My learned colleague Howard van Rooijen recently blogged about the new release of Microsoft Source Analysis for C# (aka StyleCop) and his enthusiasm for the tool was near-tangible.
This tool analyses your source code and suggests changes that may be in line with best practice coding skills and the ultimate aim is for a consistent look-and-feel to C# code. As StyleCop author Jason Allor says:
“Source Analysis focuses on layout, readability and documentation”
When I read about it I started to wonder about what a similar tool for T-SQL might do. When I write T-SQL code I generally follow these guidelines for layout, readability and documentation:
- multi-line SQL statements - new line per predicate, 1 column per line
- tab indentation
- commas at the beginning of a line rather than the end
- capitalised keywords
- two-part names
- everything aliased (with full use of the AS keyword)

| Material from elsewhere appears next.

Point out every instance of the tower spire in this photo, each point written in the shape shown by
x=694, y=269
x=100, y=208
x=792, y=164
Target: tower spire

- camel-cased object names
- reserved words that are used as object names marked with square brackets
- line spaces between separate SQL statements
- comments where appropriate
Hence, if you were to give me the following snippet of T-SQL code:
declare @objectid int
set @objectid = (select object_id
from sys.tables
where name = 'Address'
)
select name, case when system_type_id = 56 then 'int' when system_type_id = 231 then 'nvarchar' else 'sql_variant' end datatype, precision, scale
from sys.columns where object_id = @objectid
I would probably give it back to you looking something like this:
DECLARE @ObjectId INT
SET @ObjectId = ( SELECT t.object_id
FROM sys.tables t
WHERE t.name = 'Address'
)
//use previous discovered ID in the next statement’s WHERE predicate
SELECT c.name
, CASE WHEN c.system_type_id = 56 THEN 'int'
WHEN c.system_type_id = 231 THEN 'nvarchar'
ELSE 'sql_variant'
END AS DataType
, c.[precision]
, c.scale
FROM sys.columns c
WHERE c.object_id = @ObjectId
When talking about StyleCop Jason stated:
As you might expect, many wars were fought over the nature of these rules, and much blood was shed
I imagine that there would be much more blood shed over some T-SQL rules but at least it would be fun to try and define some. So, what code formatting conventions would you like to see in a Source Analysis for T-SQL tool? Are you as particular as I am?